O pai não pintava, mas era igualmente um amante e coleccionador de arte. Joaquim Franco lembra as paredes da casa da Ericeira, vila portuguesa onde nasceu em 1959 e viveu até aos 17 anos, decoradas pelos quadros do avô e outros. “Cresci sempre rodeado de livros de arte. Na casa do meu pai era difícil encontrar um centímetro de parede sem uma pintura. Tínhamos a casa forrada de quadros.”
É aos 12 anos que traça os primeiros riscos com a ajuda de uma prima designer que lhe dava aulas de desenho nas férias de Verão. Aos 17 anos decide que é o que quer seguir.
Primeiros passos
Em 1976, ingressa na Sociedade Nacional de Belas Artes, a associação artística mais antiga e representativa de Portugal, fundada em 1901 e encerrada pelo Estado Novo em 1952. Joaquim Franco entra no curso de Iniciação à Pintura nos anos de 1970, já findada a ditadura salazarista e com a escola reaberta, à procura das bases e escolaridade mínima, que lhe permitiriam prosseguir os estudos na Escola Superior de Belas Artes. O plano era esse, mas não foi assim que aconteceu.
Nos três anos de formação na Sociedade de Belas Artes, que terminou em 1979, recorda ter tido aulas com “professores marcantes”, como os artistas e críticos de arte Sílvia Chicó, Rui Mário Gonçalves, João Vieira e Sá Nogueira.
A Revolução do 25 de Abril em 1974, a Matemática por concluir e as alterações no sistema de ensino com a mudança de regime político face ao culminar da ditadura salazarista acabaram por lhe trocar as voltas. “Também contribuiu a ideia romântica de que o artista não precisa de andar na escola para ser artista e de que a academia vem estragar tudo, e acabei por não fazer o curso.”
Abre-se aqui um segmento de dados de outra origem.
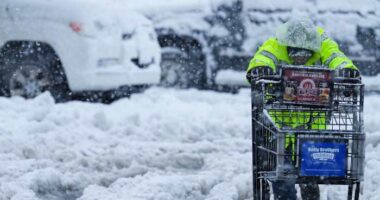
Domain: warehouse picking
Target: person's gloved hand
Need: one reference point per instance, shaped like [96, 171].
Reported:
[347, 73]
[260, 71]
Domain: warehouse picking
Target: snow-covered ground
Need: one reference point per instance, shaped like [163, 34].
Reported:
[162, 144]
Apesar da escolha, não descartou a formação. Em 1980, começa outro curso de dois anos, desta feita de gravura, na Galeria Quadrum, em Lisboa, com David de Almeida. A aposta acabaria por dar frutos mais tarde, já em Macau. Antes disso, e ainda em Portugal, chega a altura “de ganhar a vida”.
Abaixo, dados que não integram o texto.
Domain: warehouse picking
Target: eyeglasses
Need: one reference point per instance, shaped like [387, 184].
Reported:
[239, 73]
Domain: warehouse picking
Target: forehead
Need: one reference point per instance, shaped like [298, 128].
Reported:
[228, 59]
Faz do jeito para o desenho ferramenta de trabalho e inicia-se como freelancer em vários ateliês de arquitectura como desenhador. “Um artista nunca consegue viver só da arte”, lamenta. E por isso, foi quase sempre obrigado a conciliar trabalhos. No teatro, foi pintor, escultor e o responsável pelo desenho do cenário para vários espectáculos entre 1979 e 2015. E a partir de 1983, também se torna designer de interiores de restaurantes, lojas, apartamentos e feiras internacionais, ofício que, além de outros, também acabaria por desempenhar no território. “Nunca pensei em termos económicos, nem no valor do meu trabalho e nunca lutei por isso. Conheço artistas que a primeira coisa que pensam é no preço e depois é que fazem a pintura. Fui andando até que me dei conta que tinham passado 40 anos e que os meus preços se mantinham. Quando olho para trás só tenho pena de ter perdido tanto tempo e de não ter pintado mais. Mas, na realidade, há alturas em que é complicado.”
Partida sem volta
Ainda em Portugal, casa-se com uma historiadora, amor que acabaria por lhe mudar o rumo e traçar o destino onde ainda hoje permanece – Macau. Através da companheira, começa a integrar equipas para trabalhos na área da arqueologia, para fazer os levantamentos das estações e desenhar as peças, especializando-se no desenho científico.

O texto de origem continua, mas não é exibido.